Bio: A former couch potato who’s now training for a marathon, Suzanne McMillan, 35, is a classic soccer mom, with two sons, age 10 and 13, plus two stepdaughters, 10 and 14. When she’s not out running or shepherding kids around, she may be found at work, hauling mail as a contract delivery driver for five Coors Tech facilities in Golden. A graduate of Sheridan High School and former student at Metro State, she lives in west Littleton with the children and her husband, Luke, a mechanical engineer.
The Challenge: “I was always a big kid, probably 175 to 185 pounds in high school, but after I had kids I really packed it on,” she says. “I would eat two or three McDonald’s breakfast sandwiches almost daily, and almost everything I cooked was centered around ground beef: meatloaf, spaghetti, lasagna, tacos – lots of fatty, rich, fried foods. My specialty was fried chicken, with gravy made out of the pan drippings.” In 2001, with her weight topping out at 248, she sized up her situation and decided that if she wanted to live long enough to become a grandmother, she had to get healthy.
How She Did It: “I lost the first 30 pounds in 11 months, by moving off the couch and walking – about 3 miles a day,” she says. “Then I got a trainer, went to the gym and learned everything I could about exercise and nutrition, and lost another 70 pounds in nine months” – partly by working out, and partly by hewing so faithfully to a diet of 1,500 calories per day that she even refused a bite of cake on her birthday. She also gave up a pack-a-day cigarette habit.
As she slimmed down, McMillan dropped from a size 22 to size 10, her triglyceride level – once “through the roof” – fell to a healthy 58, and she started running, spurred on by her younger son, Derek. Teaching him to ride a bike, she offered him five bucks if he could go a mile around a lake near their house without stopping. But he responded, “I’ll give you five bucks if you can run around the lake.” So she did. “And a few weeks later,” she says, “I thought, if I can run 1 mile, I can run 3.”
Then she began entering races – 5 kilometers at first, then 10Ks, then a half-marathon. And now, at 5-feet-8 and 150 pounds, she’s gearing up for what “just seemed to be the next thing” – the 26.2-mile Denver Marathon on Oct. 15. “I’ve actually gained some weight in training,” she says. “You’re burning so much energy you’re hungry all the time. But I’m trying not to make the marathon weight-related. My goal is just the finish line.”
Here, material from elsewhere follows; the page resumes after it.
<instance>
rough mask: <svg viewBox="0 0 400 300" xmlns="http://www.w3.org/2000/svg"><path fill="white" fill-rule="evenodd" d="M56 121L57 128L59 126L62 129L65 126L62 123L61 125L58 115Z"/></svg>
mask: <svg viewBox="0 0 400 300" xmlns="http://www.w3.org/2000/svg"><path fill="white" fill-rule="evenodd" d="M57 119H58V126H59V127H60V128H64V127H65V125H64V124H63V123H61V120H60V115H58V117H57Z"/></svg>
Still Working On: “I sometimes have trouble getting out of the fat-woman mentality. For a long time, whenever I heard people laughing, I always thought it was me they were laughing at. I still look around and check,” McMillan says. “Now, it’s the opposite extreme. I feel like I’m going through what 14-year-old girls do when they first notice they’re attractive. It’s confusing.”
Beyond this, she says, “The food issues will always be there. As a heavy woman, I used food as a reward. Now I try to see it as sustenance. This has definitely changed the way I feed my family. You can’t find a can of soda in the house. My kids will whine, but they understand that it’s for their well- being, not as punishment.”
Best Advice: “Nothing tastes as good as thin feels.”